Particles larger than ordinary molecules or atoms yet still small enough to be invisible to the naked eye can give rise to many different kinds of useful structures such as tiny propellers for microrobots, cellular probes and steerable microwheels for targeted drug delivery.
A team of Rice University chemical engineers led by Lisa Biswal has found that exposing a certain class of such particles ⎯ micron-sized beads endowed with a special magnetic sensitivity ⎯ to a rapidly alternating, rotating magnetic field causes them to organize into structures that are direction-dependent or anisotropic. The finding is significant because anisotropy can be manipulated to create new, tunable material structures and properties.
"Our key finding is that by alternating the direction of the rotation of the magnetic field after each revolution, we can create an anisotropic interaction potential between particles, which has not been fully realized before," said Aldo Spatafora-Salazar, a chemical and biomolecular engineering research scientist in the Biswal lab and one of the lead authors on a study about the research published in Proceedings of the National Academy of Sciences.
Dana Lobmeyer, the other first author on the study, explained that the particles under scrutiny in the study are collectively known as superparamagnetic colloids whose responsiveness to magnetic fields makes them a popular building block for high-performance materials with tailored functionality.
"This discovery is significant for bottom-up advanced materials design, especially because we honed in on an aspect of the interaction between the colloids and magnetic fields that is usually overlooked ⎯ magnetic relaxation time," said Lobmeyer, a Rice doctoral alumna advised by Biswal.
The relaxation time refers to the delay in the beads' magnetic response to changes in field direction. The researchers hypothesized that this delay combined with the effect of the alternating magnetic field affects the beads' interactions, causing them to arrange into a crystal lattice in two dimensions and to form elongated, aligned clusters in three dimensions.
"The delayed magnetic response, or magnetic relaxation time, of superparamagnetic beads was previously considered negligible, but what we found is that taking it into account and coupling it with the effect of the alternating magnetic field is a powerful way to exercise precise control over the particles," said Biswal, the corresponding author on the study and Rice's William M. McCardell Professor in Chemical Engineering, professor of materials science and nanoengineering and senior associate dean for faculty development.
The research involved a combination of experiments, simulations and theoretical predictions. Experimentally, the team looked at both concentrated and dilute bead suspensions combined with alternating magnetic fields of different intensities and frequencies.
"Concentrated beads formed elongated, aligned clusters, and we analyzed how different parameters influenced their shape," said Spatafora-Salazar. "Dilute suspensions simplified the system, allowing us to study interactions between two beads ⎯ a version of the system known as a dimer."
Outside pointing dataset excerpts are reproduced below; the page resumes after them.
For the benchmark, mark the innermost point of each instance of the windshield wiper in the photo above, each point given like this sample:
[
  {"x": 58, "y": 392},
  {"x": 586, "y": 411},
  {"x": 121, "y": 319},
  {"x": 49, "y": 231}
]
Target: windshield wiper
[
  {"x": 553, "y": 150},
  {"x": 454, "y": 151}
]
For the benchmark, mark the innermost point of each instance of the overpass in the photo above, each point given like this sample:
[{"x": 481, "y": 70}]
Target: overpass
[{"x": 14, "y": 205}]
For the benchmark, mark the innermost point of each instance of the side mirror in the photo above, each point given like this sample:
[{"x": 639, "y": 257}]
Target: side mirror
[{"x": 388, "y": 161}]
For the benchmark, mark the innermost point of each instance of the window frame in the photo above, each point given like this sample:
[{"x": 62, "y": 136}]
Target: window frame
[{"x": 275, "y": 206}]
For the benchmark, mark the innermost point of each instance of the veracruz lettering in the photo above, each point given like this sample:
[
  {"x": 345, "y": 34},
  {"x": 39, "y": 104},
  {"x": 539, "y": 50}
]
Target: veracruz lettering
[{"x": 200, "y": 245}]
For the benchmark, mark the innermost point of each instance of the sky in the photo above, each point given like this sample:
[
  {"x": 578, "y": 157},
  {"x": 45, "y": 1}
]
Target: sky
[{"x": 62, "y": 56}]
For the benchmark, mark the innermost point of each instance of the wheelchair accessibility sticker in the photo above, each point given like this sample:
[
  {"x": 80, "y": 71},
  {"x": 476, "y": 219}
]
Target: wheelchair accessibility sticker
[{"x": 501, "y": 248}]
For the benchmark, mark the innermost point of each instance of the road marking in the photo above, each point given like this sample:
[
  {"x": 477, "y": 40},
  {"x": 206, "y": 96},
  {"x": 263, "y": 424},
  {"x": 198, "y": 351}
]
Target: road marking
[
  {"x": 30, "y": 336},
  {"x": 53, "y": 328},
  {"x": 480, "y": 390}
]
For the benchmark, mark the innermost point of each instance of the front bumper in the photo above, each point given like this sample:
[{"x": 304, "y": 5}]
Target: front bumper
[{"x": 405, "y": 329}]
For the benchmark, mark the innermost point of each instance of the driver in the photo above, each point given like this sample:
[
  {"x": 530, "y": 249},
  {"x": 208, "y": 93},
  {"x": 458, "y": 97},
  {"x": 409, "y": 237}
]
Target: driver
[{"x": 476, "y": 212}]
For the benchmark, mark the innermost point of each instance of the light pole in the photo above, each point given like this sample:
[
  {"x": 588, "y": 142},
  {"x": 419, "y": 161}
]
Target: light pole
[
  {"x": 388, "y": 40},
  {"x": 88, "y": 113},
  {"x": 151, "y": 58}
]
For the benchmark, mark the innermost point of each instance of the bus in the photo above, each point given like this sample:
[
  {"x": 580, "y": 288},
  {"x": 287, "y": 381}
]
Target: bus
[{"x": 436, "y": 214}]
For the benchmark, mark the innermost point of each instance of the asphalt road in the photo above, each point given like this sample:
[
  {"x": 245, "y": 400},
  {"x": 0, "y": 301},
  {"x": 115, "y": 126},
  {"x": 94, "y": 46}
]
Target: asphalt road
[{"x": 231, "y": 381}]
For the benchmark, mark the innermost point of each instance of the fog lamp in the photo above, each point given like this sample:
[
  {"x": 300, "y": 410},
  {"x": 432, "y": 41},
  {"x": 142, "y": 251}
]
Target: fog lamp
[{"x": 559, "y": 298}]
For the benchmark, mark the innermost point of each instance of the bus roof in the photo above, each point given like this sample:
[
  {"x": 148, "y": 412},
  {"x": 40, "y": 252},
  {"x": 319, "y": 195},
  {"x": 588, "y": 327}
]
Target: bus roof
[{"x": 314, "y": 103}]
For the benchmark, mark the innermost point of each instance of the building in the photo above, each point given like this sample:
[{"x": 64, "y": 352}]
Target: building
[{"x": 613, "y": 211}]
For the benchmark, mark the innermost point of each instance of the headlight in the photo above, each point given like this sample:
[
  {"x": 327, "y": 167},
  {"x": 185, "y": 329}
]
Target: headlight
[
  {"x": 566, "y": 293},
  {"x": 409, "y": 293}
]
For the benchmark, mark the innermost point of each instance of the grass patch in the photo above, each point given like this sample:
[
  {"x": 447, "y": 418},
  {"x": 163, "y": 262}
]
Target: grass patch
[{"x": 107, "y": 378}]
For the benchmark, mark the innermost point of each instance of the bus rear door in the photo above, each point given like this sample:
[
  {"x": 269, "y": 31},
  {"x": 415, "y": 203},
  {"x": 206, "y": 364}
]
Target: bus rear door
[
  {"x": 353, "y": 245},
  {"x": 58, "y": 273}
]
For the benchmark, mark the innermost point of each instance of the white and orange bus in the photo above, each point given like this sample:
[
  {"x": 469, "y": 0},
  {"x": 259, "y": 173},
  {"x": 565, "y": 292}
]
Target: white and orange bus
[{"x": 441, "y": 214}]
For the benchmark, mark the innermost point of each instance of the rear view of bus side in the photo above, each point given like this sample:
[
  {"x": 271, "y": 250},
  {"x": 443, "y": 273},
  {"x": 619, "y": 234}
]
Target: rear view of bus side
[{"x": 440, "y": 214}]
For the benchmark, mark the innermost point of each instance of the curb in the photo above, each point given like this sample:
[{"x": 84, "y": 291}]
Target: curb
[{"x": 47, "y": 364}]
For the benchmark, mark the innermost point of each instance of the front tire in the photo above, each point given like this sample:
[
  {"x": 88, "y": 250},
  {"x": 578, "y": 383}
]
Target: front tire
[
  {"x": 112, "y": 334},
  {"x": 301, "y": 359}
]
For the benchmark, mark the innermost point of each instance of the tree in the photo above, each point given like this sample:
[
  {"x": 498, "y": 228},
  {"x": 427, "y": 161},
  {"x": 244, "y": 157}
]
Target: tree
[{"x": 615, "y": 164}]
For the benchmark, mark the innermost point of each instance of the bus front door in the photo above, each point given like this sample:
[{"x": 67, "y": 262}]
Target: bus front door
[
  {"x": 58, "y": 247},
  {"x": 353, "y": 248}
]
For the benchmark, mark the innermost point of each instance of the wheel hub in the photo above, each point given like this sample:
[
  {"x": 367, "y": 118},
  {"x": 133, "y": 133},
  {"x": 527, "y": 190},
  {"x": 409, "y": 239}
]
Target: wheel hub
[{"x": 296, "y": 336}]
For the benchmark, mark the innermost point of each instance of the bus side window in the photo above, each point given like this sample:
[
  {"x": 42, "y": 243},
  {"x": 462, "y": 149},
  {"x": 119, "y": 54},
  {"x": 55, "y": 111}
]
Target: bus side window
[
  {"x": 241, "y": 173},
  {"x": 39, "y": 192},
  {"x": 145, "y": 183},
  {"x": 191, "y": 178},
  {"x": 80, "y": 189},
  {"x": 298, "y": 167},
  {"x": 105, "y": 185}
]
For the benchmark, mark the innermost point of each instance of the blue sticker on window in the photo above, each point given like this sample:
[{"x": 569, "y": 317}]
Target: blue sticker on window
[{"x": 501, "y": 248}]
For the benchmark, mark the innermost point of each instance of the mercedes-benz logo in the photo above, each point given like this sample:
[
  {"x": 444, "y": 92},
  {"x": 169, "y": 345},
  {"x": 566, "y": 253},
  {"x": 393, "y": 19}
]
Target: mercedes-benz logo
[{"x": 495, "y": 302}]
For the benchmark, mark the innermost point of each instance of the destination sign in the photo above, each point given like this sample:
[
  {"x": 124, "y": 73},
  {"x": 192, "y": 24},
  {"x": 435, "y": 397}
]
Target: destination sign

Experimental insights from dimers helped explain the alignment and elongation in larger clusters. However, experimental data only matched simulations once the magnetic relaxation time measurements (which form the subject of a separate forthcoming study) were taken into consideration.
One fun twist to the data was the Pac-Man shape described by the distribution of a bead's magnetization: In a magnetized state, each bead acquires a dipole — a pair of negative and positive charges like a north-south axis. In response to a rotating magnetic field, the dipole moves like a compass needle, aligning all the beads along the same orientation. However, due to magnetic relaxation, the needle does not turn a full 360 degrees, leaving what shows up as Pac-Man's mouth when the data is mapped out.
"The interactions are weakest along the mouth but strongest along the head, causing the alignment of dimers and clusters," Lobmeyer said. "We would not have been able to understand this phenomenon without deviating from the traditional assumptions used to study these beads."
Other authors include Rice alumni Lucas H.P. Cunha '23 and former Rice postdoctoral fellow Kedar Joshi. The research was supported by the National Science Foundation (214112, 1828869) and the ACS Petroleum Research Fund (65274-ND9).